The Front Page

Welcome to the Front Page, the digital cover of the Wayne Press.  Here we will share with you things that can't be captured in our newsletter--videos, music, color photographs--as well as articles that reflect on faith and life.  

 

Finally Comes the Poet

One of the works that has been deeply influential to my faith and to the practice of that faith as a preacher is Walter Brueggemann's Finally Comes the Poet. In it he writes:

"To address the issue of a truth greatly reduced requires us to be poets that speak against a prose world.  The terms of that phrase are readily misunderstood. By prose I refer to a world that is organized in settled formulae, so that even pastoral prayers and love letters sound like memos. By poetry, I do not mean rhyme, rhythm, or meter, but language that moves like Bob Gibson's fastball, that jumps at the right moment, that breaks open old worlds with surprise, abrasion, and pace.  Poetic speech is the only proclamation worth doing in a situation of reductionism, the only proclamation, I submit, that is worthy of the name preaching. Such preaching is not moral instruction or problem solving or doctrinal clarification.  It is not good advice, nor is it romantic caressing, nor is it a soothing good humor. 

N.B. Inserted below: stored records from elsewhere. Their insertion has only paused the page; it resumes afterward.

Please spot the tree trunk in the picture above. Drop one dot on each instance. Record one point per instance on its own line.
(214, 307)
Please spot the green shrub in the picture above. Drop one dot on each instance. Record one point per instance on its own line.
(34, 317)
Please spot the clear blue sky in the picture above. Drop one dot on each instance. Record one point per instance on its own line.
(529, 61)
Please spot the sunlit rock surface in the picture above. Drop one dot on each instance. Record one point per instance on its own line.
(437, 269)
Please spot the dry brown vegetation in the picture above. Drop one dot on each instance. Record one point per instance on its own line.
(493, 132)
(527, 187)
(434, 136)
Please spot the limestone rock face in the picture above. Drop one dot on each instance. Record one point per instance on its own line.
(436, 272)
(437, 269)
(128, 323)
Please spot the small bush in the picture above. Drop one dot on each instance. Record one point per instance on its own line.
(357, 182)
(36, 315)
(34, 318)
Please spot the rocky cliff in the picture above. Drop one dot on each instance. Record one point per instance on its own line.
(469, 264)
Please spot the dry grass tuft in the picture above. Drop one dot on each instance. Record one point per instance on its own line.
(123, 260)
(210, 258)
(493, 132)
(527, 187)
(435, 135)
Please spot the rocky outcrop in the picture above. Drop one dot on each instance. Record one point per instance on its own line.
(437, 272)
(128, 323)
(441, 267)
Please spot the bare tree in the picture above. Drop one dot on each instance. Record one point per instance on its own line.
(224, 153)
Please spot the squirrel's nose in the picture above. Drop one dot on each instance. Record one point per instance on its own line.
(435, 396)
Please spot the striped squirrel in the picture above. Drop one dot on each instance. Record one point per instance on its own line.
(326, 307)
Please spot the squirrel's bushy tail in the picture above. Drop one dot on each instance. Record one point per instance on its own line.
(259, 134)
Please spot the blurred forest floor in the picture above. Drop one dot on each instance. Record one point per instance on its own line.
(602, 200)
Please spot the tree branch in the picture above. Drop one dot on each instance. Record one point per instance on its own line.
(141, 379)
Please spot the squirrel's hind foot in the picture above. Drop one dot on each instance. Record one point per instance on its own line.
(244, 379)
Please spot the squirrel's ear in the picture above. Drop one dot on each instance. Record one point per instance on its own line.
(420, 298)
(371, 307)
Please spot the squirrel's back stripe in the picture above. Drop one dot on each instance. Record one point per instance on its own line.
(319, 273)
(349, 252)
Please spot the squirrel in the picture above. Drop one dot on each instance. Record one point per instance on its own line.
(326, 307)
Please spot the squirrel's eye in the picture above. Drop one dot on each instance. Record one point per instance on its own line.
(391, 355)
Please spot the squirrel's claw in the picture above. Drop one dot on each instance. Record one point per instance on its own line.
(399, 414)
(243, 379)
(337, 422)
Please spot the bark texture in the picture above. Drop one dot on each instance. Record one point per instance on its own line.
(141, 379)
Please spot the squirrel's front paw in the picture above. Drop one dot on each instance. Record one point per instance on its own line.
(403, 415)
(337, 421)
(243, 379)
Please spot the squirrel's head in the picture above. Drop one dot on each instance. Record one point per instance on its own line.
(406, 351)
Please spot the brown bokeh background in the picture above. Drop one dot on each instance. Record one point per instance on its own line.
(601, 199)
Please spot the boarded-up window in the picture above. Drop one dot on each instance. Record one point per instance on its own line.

"It is, rather, the ready, steady, surprising proposal that the real world in which God invites us to live is not the one made available by the rulers of this age..."

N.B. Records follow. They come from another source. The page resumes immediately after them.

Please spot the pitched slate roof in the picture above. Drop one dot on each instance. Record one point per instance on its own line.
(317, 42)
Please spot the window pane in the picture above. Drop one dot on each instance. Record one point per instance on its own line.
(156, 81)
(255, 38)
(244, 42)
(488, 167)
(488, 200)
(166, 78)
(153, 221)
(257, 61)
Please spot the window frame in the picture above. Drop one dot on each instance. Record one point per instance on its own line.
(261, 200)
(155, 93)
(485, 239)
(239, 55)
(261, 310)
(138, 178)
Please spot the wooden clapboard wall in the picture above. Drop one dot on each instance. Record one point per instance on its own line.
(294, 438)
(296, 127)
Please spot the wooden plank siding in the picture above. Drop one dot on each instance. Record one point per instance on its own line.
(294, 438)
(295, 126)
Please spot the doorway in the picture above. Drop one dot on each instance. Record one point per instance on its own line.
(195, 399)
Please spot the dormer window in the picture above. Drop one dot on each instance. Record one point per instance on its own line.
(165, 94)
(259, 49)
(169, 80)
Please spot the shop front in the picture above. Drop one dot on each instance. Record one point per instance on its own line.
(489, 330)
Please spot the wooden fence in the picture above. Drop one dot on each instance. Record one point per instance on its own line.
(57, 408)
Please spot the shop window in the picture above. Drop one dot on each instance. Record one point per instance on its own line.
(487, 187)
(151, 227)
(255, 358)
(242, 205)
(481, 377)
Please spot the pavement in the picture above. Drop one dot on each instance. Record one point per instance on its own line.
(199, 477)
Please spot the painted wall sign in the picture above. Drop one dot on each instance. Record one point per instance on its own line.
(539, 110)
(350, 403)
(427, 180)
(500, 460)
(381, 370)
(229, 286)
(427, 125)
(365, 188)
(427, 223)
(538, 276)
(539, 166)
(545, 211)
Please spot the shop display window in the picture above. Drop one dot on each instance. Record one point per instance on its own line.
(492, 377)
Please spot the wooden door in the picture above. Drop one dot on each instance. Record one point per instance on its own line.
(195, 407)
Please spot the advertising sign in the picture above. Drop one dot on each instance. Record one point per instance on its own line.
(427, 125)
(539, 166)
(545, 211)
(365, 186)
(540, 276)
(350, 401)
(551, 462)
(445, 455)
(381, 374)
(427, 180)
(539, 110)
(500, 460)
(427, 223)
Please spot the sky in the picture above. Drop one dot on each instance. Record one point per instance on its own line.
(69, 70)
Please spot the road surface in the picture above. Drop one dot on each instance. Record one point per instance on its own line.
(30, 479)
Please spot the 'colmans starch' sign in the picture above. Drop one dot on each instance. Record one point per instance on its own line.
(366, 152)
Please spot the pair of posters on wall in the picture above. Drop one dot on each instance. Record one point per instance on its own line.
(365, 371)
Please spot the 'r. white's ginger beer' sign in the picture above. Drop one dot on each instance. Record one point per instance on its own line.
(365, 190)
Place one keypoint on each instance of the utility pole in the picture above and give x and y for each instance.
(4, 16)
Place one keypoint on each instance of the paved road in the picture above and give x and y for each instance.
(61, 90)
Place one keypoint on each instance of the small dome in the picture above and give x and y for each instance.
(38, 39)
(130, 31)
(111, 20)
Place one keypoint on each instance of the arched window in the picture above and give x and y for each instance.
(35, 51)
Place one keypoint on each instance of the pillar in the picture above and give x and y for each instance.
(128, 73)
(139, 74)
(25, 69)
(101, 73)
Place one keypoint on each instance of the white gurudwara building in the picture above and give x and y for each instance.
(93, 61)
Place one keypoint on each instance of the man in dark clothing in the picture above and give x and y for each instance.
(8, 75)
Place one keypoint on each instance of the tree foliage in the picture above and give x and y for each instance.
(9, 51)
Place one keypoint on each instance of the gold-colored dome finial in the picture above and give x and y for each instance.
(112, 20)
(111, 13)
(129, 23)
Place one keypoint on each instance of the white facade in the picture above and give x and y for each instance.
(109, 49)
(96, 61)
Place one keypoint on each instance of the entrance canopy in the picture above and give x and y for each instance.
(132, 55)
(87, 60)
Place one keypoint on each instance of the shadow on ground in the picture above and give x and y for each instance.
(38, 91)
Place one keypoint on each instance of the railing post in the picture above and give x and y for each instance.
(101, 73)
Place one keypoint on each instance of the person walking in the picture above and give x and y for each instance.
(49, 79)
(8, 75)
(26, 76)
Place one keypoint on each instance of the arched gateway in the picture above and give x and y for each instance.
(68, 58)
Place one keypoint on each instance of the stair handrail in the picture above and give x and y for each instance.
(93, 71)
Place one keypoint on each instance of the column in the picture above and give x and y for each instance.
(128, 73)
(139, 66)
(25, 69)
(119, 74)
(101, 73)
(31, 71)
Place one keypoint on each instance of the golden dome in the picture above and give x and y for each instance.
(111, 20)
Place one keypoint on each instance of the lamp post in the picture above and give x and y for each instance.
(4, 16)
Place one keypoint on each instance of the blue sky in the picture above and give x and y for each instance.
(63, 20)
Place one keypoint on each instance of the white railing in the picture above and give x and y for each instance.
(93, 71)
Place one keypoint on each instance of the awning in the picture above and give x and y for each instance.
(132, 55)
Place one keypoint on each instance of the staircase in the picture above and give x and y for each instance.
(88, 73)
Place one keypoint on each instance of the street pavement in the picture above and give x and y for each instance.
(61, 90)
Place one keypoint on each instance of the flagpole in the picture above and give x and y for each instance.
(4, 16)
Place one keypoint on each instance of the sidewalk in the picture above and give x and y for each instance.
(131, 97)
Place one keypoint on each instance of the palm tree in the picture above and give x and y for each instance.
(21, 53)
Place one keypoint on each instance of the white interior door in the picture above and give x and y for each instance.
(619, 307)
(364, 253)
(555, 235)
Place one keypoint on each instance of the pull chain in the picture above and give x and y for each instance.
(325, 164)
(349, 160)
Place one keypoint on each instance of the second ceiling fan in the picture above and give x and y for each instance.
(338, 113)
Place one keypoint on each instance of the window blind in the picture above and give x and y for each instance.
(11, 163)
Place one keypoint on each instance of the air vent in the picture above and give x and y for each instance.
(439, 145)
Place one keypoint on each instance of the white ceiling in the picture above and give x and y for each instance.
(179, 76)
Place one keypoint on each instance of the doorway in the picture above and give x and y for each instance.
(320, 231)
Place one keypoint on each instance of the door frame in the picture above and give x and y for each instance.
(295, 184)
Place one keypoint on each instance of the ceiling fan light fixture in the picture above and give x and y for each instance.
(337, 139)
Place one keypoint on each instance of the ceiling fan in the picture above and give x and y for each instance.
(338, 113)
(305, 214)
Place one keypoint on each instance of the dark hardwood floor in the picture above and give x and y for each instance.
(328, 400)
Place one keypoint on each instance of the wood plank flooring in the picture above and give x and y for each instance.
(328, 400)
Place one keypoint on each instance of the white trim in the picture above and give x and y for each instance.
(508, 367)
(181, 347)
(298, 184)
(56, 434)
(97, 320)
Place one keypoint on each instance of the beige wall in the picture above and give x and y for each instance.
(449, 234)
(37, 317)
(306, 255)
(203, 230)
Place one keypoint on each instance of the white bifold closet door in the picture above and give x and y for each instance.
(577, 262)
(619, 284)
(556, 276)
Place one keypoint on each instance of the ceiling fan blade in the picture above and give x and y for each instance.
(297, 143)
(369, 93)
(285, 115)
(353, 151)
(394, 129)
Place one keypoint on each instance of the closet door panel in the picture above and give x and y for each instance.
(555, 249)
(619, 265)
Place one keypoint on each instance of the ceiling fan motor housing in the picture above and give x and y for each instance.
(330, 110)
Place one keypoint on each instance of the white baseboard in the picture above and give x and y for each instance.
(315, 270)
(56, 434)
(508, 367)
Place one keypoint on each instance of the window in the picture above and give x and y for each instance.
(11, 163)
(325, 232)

In the latest volume of Texas Monthly, Tom Bartlett profiles Christian Wiman, editor of Poetry magazine, who is leaving his post to take one at Yale Divinity school.  In the article, we snatch a glace at Christian's faith history, one which is honest and conflicted, and which offers poetic proclamation. One of his observations: “I think people often make the mistake of believing that people turn to God because they’re scared. And I don’t know that that’s quite it. I think they turn to God because the noise of life has been turned off, and suddenly you can hear.”

One of my hopes for Wayne Presbyterian is it will be a home for all who are less intrigued by the noise of the prose world and more fascinated by the poetry that frames a life-giving gospel.  To embrace that identity, it means allowing ourselves to be comfortable with not knowing all the answers but  at the same time not allowing ourselves to be so comfortable that we stop seeking them. 

The article in Texas Monthly can be found here. I hope it moves for you like it did for me--with all the surprise of a Bob Gibson fastball.